Cent mille journées de prières, livre premier (Phang & Sterckeman)

Cent mille journées de prières, livre premier
Phang – Sterckeman © Futuropolis – 2011

Louis est un petit garçon solitaire. Pas d’amis, pas de frère ni de sœur, il vit seul avec sa mère. Son père ? Il ne sait rien de lui alors il l’imagine et lui donne le visage de ses idoles. Sa mère est infirmière, généralement absente à la maison en raison de ses horaires de travail.
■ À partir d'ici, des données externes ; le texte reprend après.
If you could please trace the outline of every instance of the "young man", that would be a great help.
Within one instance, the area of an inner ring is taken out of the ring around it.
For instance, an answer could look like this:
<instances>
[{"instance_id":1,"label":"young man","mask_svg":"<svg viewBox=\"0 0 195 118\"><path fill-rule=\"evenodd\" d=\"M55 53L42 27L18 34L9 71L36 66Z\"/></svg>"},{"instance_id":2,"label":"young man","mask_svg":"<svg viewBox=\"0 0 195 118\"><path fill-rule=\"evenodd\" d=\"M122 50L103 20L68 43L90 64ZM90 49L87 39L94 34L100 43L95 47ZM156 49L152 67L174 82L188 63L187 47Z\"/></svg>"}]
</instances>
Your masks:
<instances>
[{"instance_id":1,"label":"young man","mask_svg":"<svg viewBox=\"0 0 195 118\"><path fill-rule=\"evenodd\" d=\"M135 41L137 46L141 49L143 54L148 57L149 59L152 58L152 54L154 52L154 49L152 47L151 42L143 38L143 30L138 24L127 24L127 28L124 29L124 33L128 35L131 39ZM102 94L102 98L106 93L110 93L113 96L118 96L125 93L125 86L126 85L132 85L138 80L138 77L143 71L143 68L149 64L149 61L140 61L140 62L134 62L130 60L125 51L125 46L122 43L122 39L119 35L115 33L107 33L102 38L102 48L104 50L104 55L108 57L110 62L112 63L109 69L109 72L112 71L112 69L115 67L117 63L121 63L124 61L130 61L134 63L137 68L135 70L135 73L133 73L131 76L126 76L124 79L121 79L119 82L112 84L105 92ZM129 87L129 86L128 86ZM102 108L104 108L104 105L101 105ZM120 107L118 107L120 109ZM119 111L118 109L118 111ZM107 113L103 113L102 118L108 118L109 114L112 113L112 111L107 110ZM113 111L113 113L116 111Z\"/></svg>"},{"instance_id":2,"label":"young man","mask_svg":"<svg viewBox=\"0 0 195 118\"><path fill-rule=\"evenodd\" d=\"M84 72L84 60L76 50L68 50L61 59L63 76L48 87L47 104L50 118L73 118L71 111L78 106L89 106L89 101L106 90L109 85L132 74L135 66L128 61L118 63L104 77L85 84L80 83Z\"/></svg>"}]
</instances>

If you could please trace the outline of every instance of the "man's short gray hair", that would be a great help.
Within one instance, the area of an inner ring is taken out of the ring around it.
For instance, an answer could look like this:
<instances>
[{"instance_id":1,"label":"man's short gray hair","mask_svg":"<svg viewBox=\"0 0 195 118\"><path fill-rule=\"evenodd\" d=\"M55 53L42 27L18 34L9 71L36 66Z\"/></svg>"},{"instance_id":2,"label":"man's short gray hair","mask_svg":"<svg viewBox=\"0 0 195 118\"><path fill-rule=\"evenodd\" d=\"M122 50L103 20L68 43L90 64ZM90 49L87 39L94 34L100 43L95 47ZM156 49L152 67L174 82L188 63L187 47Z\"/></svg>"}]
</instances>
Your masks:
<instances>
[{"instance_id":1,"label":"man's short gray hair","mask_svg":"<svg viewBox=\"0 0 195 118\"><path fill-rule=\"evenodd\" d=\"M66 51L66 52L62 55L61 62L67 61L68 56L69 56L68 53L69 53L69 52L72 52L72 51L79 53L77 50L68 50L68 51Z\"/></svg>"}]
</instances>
Un jour, elle se rend compte de l’isolement de son fils et décide de lui offrir un compagnon du quotidien. Elle lui achète un canari, l’oiseau meurt rapidement mais un lien fort avait déjà commencé à se tisser entre l’enfant et l’oiseau. Louis fait croire qu’il a enterré l’animal alors qu’il garde en secret son cadavre. Il le sort quand il est seul dans la maison et lui parle. L’oiseau est omniprésent dans sa solitude et dans ses rêves, il rempli ce vide laissé par ce père absent. Qui est-il ? Où vit-il ? Pourquoi n’est-il pas en France avec eux ?

Tout d’abord, je tiens à remercier les Éditions Futuropolis pour cette découverte.
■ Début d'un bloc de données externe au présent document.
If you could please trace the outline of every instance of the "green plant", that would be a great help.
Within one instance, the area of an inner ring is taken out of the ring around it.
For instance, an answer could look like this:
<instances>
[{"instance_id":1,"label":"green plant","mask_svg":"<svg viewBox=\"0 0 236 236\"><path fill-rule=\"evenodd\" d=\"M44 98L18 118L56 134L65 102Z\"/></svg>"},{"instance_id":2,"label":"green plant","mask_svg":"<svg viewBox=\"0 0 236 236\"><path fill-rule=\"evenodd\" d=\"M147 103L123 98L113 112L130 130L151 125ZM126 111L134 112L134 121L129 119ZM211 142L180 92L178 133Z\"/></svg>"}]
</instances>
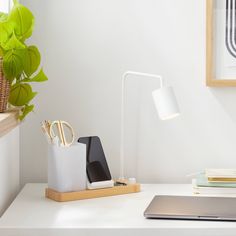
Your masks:
<instances>
[{"instance_id":1,"label":"green plant","mask_svg":"<svg viewBox=\"0 0 236 236\"><path fill-rule=\"evenodd\" d=\"M4 75L11 85L8 102L21 108L20 120L34 109L30 102L37 92L33 91L31 83L48 80L40 67L38 48L25 42L33 28L32 12L17 0L9 14L0 13L0 57Z\"/></svg>"}]
</instances>

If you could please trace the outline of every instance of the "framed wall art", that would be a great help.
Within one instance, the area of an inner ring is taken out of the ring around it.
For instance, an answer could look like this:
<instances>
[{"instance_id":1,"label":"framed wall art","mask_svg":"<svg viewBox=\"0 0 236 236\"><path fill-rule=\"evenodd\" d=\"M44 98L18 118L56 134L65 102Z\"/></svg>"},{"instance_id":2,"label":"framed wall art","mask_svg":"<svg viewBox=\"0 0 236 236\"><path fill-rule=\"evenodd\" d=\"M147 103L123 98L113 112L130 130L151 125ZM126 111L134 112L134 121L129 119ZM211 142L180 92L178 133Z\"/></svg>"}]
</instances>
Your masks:
<instances>
[{"instance_id":1,"label":"framed wall art","mask_svg":"<svg viewBox=\"0 0 236 236\"><path fill-rule=\"evenodd\" d=\"M206 85L236 86L236 0L206 4Z\"/></svg>"}]
</instances>

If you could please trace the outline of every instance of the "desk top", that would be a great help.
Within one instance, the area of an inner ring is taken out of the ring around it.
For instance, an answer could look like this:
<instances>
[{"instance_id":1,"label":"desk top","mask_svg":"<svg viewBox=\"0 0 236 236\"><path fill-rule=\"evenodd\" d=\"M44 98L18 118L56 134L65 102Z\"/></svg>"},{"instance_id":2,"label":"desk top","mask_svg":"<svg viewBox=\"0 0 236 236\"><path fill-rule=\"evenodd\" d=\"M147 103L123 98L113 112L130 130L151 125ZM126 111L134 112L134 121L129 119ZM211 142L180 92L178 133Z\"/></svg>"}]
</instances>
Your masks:
<instances>
[{"instance_id":1,"label":"desk top","mask_svg":"<svg viewBox=\"0 0 236 236\"><path fill-rule=\"evenodd\" d=\"M236 222L144 218L143 212L154 195L192 195L191 185L187 184L144 184L140 193L62 203L46 199L45 188L46 184L27 184L0 218L0 232L10 228L152 229L155 233L164 229L191 229L194 232L210 229L218 235L217 232L223 229L229 230L227 235L236 235Z\"/></svg>"}]
</instances>

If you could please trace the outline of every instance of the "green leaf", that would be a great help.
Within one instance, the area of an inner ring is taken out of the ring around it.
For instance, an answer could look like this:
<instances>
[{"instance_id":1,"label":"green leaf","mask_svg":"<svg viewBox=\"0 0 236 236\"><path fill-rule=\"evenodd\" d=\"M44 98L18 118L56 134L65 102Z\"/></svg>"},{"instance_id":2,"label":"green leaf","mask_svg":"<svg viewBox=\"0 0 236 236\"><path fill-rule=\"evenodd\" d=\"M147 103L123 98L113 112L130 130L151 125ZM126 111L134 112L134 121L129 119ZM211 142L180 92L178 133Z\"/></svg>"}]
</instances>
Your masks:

Découverte de deux auteurs pour commencer qui ont ici fait le choix d’un récit intimiste pour raconter cette tranche de vie. On remarquera rapidement la similitude entre le prénom de la scénariste, Loo Hui, et le prénom de l’enfant. D’ailleurs, elle explique en préface que ce récit contient des éléments biographiques. Elle dédie ce livres à ses proches qu’elle n’a jamais connu et qui sont morts suite au génocide cambodgien.

D’une manière abrupte et inattendue, mon père m’apprit que son frère cadet et trois de ses sœurs, ainsi que leurs familles, comptaient parmi les victimes de la tragédie cambodgienne. En quelques minutes, j’ai vu surgir puis disparaitre une partie de ma famille. Ces morts n’avaient jamais été un tabou. Mon père ne les évoquait pas parce que je ne posais pas les bonnes questions. (…) Mes oncles, mes tantes, mes cousins sont morts sans sépulture, enterrés sans cérémonie. Ce livre est pour eux.
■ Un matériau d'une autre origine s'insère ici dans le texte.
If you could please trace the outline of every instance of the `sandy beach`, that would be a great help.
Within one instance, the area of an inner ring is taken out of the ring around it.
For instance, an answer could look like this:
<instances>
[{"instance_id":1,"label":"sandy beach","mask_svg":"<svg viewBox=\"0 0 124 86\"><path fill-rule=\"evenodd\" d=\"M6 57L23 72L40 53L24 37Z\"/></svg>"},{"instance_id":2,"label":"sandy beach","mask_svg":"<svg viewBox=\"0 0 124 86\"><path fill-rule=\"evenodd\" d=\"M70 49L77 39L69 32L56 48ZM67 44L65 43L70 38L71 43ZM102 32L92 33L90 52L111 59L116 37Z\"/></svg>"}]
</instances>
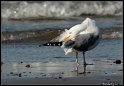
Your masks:
<instances>
[{"instance_id":1,"label":"sandy beach","mask_svg":"<svg viewBox=\"0 0 124 86\"><path fill-rule=\"evenodd\" d=\"M122 63L94 60L76 71L74 62L2 64L2 85L122 85ZM101 64L100 64L101 63ZM63 65L64 64L64 65ZM30 65L30 66L27 66Z\"/></svg>"}]
</instances>

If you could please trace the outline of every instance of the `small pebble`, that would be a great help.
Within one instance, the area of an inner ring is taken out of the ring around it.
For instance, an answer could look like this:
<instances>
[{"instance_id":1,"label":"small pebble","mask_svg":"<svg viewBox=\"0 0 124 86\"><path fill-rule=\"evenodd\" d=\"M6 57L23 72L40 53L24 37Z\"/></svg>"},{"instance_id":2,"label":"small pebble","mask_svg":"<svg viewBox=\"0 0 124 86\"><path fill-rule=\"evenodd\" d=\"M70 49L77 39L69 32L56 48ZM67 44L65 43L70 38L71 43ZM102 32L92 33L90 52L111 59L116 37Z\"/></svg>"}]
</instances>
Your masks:
<instances>
[{"instance_id":1,"label":"small pebble","mask_svg":"<svg viewBox=\"0 0 124 86\"><path fill-rule=\"evenodd\" d=\"M21 73L19 73L19 77L21 77L22 75L21 75Z\"/></svg>"},{"instance_id":2,"label":"small pebble","mask_svg":"<svg viewBox=\"0 0 124 86\"><path fill-rule=\"evenodd\" d=\"M121 60L116 60L116 61L114 61L113 63L121 64Z\"/></svg>"},{"instance_id":3,"label":"small pebble","mask_svg":"<svg viewBox=\"0 0 124 86\"><path fill-rule=\"evenodd\" d=\"M62 77L61 76L59 76L59 79L61 79Z\"/></svg>"}]
</instances>

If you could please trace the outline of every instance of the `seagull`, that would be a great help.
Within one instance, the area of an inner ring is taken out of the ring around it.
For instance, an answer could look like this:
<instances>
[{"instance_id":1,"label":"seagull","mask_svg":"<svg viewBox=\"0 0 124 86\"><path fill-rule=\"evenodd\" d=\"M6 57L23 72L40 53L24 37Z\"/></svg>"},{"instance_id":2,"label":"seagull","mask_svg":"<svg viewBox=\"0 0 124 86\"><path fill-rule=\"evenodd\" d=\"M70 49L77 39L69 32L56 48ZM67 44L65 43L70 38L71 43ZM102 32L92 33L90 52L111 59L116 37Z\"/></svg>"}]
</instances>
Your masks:
<instances>
[{"instance_id":1,"label":"seagull","mask_svg":"<svg viewBox=\"0 0 124 86\"><path fill-rule=\"evenodd\" d=\"M62 42L61 48L64 49L65 55L75 52L76 64L79 65L78 53L83 53L84 65L88 65L85 61L86 51L95 48L100 40L100 32L95 24L95 20L86 18L81 24L65 29L57 38Z\"/></svg>"}]
</instances>

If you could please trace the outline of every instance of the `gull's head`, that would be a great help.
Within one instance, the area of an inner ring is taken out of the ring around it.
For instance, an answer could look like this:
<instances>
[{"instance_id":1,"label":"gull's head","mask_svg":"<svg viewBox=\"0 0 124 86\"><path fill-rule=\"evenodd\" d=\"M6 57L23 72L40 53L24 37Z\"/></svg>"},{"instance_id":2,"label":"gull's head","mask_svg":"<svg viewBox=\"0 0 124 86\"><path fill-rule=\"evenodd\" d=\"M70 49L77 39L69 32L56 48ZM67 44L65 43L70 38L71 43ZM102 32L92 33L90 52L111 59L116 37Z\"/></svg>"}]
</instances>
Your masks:
<instances>
[{"instance_id":1,"label":"gull's head","mask_svg":"<svg viewBox=\"0 0 124 86\"><path fill-rule=\"evenodd\" d=\"M68 41L68 40L70 40L70 35L64 37L64 41Z\"/></svg>"}]
</instances>

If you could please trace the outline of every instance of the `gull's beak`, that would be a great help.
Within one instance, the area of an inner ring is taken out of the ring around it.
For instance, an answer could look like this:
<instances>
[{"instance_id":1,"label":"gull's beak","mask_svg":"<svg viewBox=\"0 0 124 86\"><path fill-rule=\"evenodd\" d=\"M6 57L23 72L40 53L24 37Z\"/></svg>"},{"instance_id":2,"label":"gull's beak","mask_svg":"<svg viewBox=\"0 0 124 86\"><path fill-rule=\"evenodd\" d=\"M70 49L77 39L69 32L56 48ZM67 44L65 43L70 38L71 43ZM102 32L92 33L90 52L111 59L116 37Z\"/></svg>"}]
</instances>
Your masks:
<instances>
[{"instance_id":1,"label":"gull's beak","mask_svg":"<svg viewBox=\"0 0 124 86\"><path fill-rule=\"evenodd\" d=\"M70 39L70 36L65 36L64 37L64 41L67 41L67 40L69 40Z\"/></svg>"}]
</instances>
Cet ouvrage est un bel objet. Du visuel de couverture incitatif et intriguant, au titre parfumé de nostalgie et la vision de cet enfant, enfin, lové sur un immense oiseau. De même, j’ai pris plaisir à toucher le papier de cet album, un Munken Pur 130g. doux, mat et agréable qui met en valeur les dessins de Michaël Sterckeman. Le trait est minimaliste, parfois grossier, assez lisse en apparence. Totalement au service du scénario, j’en ai réellement apprécié la discrétion, l’émotion et la pudeur qu’il dégage.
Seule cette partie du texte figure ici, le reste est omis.